Death in the LES.

I’ve been thinking about  Wen Hui Ruan’s murder recently, specifically about the anonymous commenters over at EV Grieve totally getting off on how they’d like to see Jamie Pugh punished or killed. Because Pugh is so blatantly guilty, certain types of people feel they have carte blanche to run a young black kid through the wringer from the safety of their laptops, with all sorts of  bells and dogwhistles at their disposal. Of course when they’re confronted on those dogwhistles, the response is “You’re playing the race card!” (Honestly, anyone who says that—instead of apologizing and clarifying their statements—is definitely a racist who’s been called on their shit.)

Not that I think Pugh should get a pass. He did it, he’s been arrested, he’ll stand trial and do time. Even though I can’t afford to live in the LES anymore, I still consider it my home; the fact that this murder took place there upsets me greatly. My grandmother lives in the area and still gets out and about; that could have been her instead of Wen Hui Ruan. Indeed, if there are any “copycat” attacks (although hopefully Pugh’s quick arrest will  put paid to that) my grandmother could still be in danger.

Part of the commentary on those EV Grieve posts revolved around the tired old canard “You wanted the bad old days back, here’s what it looks like!” which…no, not really. Violent aggression between locals in the Lower East Side has been happening, still happens, and will certainly happen again. (That doesn’t make it any less upsetting for residents, however.) In fact, sometimes it even happens between locals and gentrifiers—usually those are the only cases where the cops bother to intervene. This particular attack got buzz because it was caught on tape (as was the non-response by police), so it had to be acted upon.

I hope this doesn’t become an excuse to “do something” about the folks in the projects, because whatever gets done will have nothing to do with finding jobs or educational opportunities for them. All that riverside property can’t be allowed to go to waste, you know!



  1. A sad and terrible event.

    I’ve been unsure of how to respond without it sounding like cliche, and pressing the ‘like’ button seems crass in the circumstances. Obviously, I hope your grandmother is safe. I hope the perp gets a long prison sentence. But yeah, people have to be given the opportunity for better lives. No excuse for stabbing an old man, but as a wise person once said “do not plant thistles and expect apple trees to grow”. That’s NOT to say that everyone who lives in the projects (or on council estates in the UK) is going to turn out bad, by any means…. do you see why it took so long to respond to this post!!

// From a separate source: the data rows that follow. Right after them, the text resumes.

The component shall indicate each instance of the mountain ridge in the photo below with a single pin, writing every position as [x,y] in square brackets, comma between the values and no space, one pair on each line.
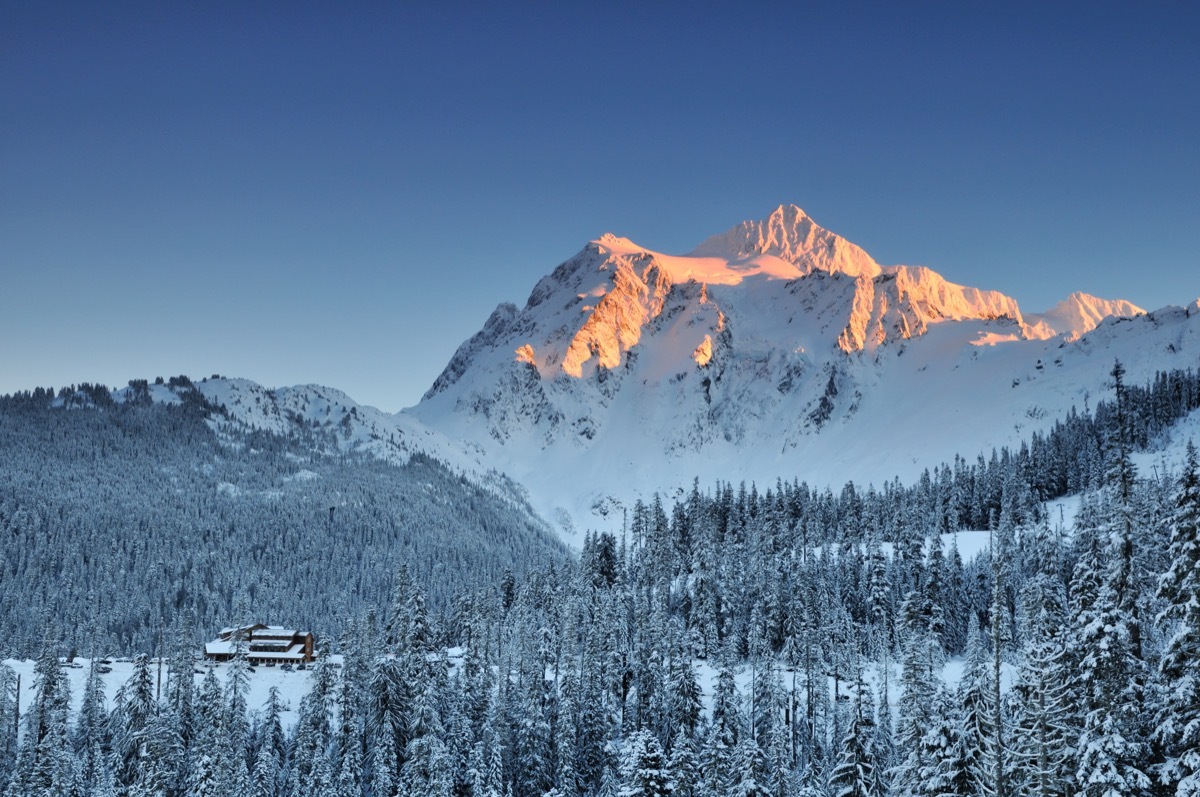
[631,366]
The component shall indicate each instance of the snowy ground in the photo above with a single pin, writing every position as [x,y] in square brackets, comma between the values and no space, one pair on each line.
[292,685]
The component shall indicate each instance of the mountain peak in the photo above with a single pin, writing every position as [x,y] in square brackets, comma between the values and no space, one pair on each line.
[790,234]
[1080,313]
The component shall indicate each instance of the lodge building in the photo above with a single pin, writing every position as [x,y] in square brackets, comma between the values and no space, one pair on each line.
[263,645]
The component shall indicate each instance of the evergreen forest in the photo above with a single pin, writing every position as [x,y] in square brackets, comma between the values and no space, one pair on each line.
[743,640]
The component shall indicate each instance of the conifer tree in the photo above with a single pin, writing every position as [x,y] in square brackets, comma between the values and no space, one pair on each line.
[1179,721]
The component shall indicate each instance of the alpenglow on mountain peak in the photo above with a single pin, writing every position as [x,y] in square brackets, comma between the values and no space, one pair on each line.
[774,346]
[790,234]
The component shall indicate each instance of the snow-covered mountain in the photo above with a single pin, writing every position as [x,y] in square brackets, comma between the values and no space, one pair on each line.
[775,349]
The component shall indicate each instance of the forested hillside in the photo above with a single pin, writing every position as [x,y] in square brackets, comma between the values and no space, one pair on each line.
[827,621]
[124,522]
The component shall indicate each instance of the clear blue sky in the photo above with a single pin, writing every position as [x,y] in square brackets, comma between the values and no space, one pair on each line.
[313,193]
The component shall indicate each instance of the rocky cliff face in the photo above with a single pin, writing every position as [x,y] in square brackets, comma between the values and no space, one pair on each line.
[767,348]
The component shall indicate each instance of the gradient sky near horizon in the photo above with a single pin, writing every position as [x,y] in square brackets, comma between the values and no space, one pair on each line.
[316,193]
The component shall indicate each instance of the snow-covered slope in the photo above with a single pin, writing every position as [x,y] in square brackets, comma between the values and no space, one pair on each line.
[774,349]
[1080,313]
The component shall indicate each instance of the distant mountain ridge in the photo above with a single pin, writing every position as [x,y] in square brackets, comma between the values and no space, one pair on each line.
[778,347]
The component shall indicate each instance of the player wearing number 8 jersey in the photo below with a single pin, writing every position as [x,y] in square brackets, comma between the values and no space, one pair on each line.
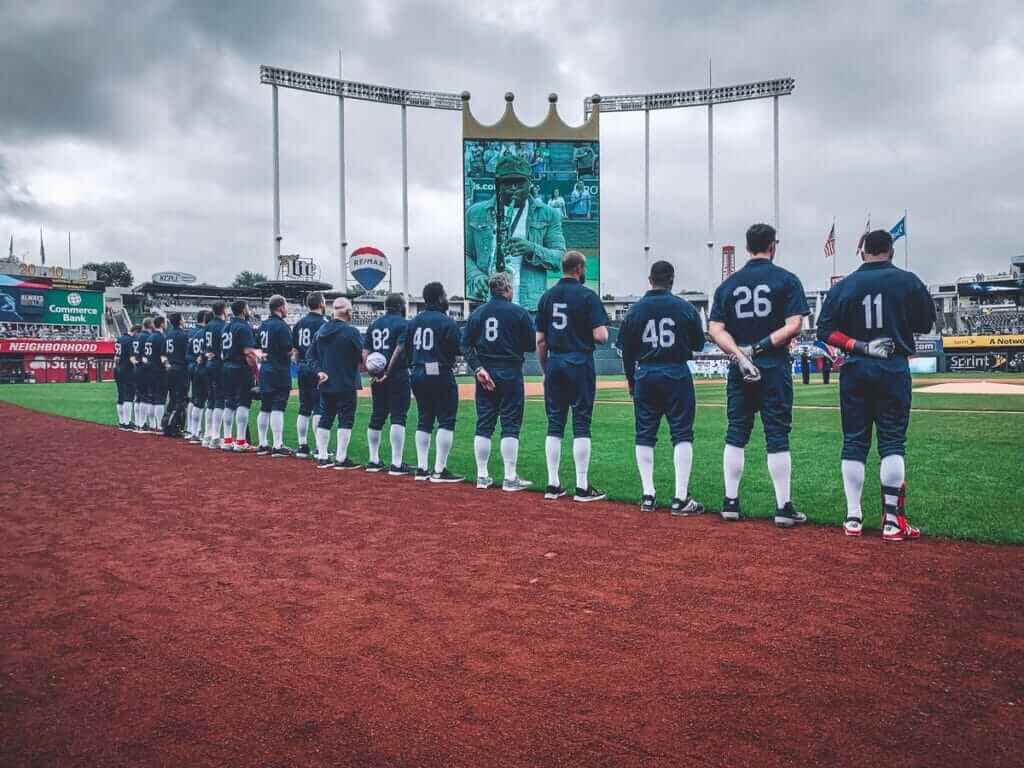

    • Apologies for taking so long to respond in kind, my friend! Luckily my gran, having lived in the same spot for over 50 years, is enough of a fixture that neighbors recognize her & will help her out when she steps out to the bodega (cornerstore) for the daily paper or runs other small errands. But with the hypergentrification happening in the Lower East Side inching closer & closer to where she lives, and the upheaval that always brings to native residents…I worry.

      It’s very true that people in adverse circumstances should be provided opportunities to change those circumstances, and it’s frustrating to see those opportunities smeared as “handouts” to the “undeserving poor”. Ideas manifest; treat people like shit and they’ll act like shit. That’s the Jamie Pugh situation in a (somewhat oversimplified) nutshell.

  2. It must be so frightening that your grandmother lives in the vicinity of this terrible attack, but it’s good to know that she’s known and has a community in the neighborhood – this makes a huge difference. Completely agree about folks taking the opportunity on the heels of a tragedy to jump on the less fortunate in general, and basically try to justify their own ignorance. Out here we’ve had a case that’s similar but different: in 2013, 13-year-old Andy Lopez was shot 7 times (!) and killed by police deputy Erick Gelhaus. The boy was carrying a toy gun that the officer mistook for a real one. Obviously, this case too is complicated – I believe the officer feared the gun was real. But, he was also a firearms expert and trainer (!), and as a cop should be trained for high-emotion situations like this. Why did he shoot 7 times, when his partner didn’t shoot at all? And, the elephant is of course that he entered my largely Latino neighborhood as a white man, with fears and prejudices of his own. So tragic!